Zum Erntedanktag geben viele Gläubige ein besonderes finanzielles Opfer, um Gott für seine Fürsorge, seine Gnade und seinen Segen zu danken. Bezirksapostel Stefan Pöschel hat dazu einen Rundbrief veröffentlicht, der in den westdeutschen Gemeinden ausliegt. In den betreuten Gebieten im Ausland wird der Brief vorgelesen.
Rundbrief zu Erntedank
Darin schreibt der Bezirksapostel zum Bibelwort aus Psalm 116,17 "Dir will ich Dankopfer bringen und des Herrn Namen anrufen.":
"Am 5. Oktober feiern wir in Deutschland das Erntedankfest. Traditionell werden insbesondere in ländlichen Regionen Erntefeste mit Umzügen, geschmückten Wagen, Musik und Tanz gefeiert.

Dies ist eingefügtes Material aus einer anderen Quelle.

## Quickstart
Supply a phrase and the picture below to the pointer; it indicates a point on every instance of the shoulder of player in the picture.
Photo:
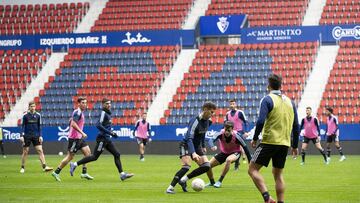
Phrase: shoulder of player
(240, 111)
(77, 111)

Es gibt an vielen Orten Dorf- und Stadtfeste mit saisonalen Gerichten wie beispielsweise Kürbissuppe, jungen Wein und Zwiebelkuchen. In den Kirchen wird in Gottesdiensten für die Ernte und Gaben der Natur gedankt, die Altäre sind meist mit Erntegaben wie Obst, Getreide, Brot und Blumen festlich geschmückt.
Wir Christen danken Gott für die Treue seiner Schöpfung gegenüber und seine Zusage: „Solange die Erde steht, soll nicht aufhören Saat und Ernte, Frost und Hitze, Sommer und Winter, Tag und Nacht.“ (1. Mose 8,22)
Zur neuapostolischen Tradition zählt auch, dass wir als Gläubige anlässlich des Erntedankfestes zu einem besonderen Dankopfer aufgerufen sind. Wir praktizieren unsere Dankbarkeit Gott, dem Vater, dem Sohn und dem Heiligen Geist gegenüber in Wort und Tat. Hierbei schauen wir nicht nur auf die Ernte im Natürlichen, sondern bewegen auch den Dank für Gottes geistlichen Segen im Herzen: für den Frieden aus dem Opfer Christi, die Wegweisung durch den Heiligen Geist, die Zuversicht aus der Hoffnung auf das baldige Wiederkommen des Friedefürsten Jesus Christus sowie die Aufrichtung des Friedensreiches auf Erden.
Das Dankopfer ist aber kein Spendenaufruf und sollte damit nicht verwechselt werden. Im Laufe des Jahres erreichen uns sicher mehrere Bitten von Hilfsorganisationen, für Menschen in Not nach Naturkatastrophen oder von gemeinnützigen Organisationen, für wohltätige Zwecke zu spenden. Spendenkonten werden dann in den Medien oder durch Postsendungen mitgeteilt. Auch dieser kirchliche Flyer enthält eine Bankverbindung mit der Bitte, das Opfer möglichst zu überweisen, alternativ kann dieses aber auch in die Opferkästen eingelegt werden.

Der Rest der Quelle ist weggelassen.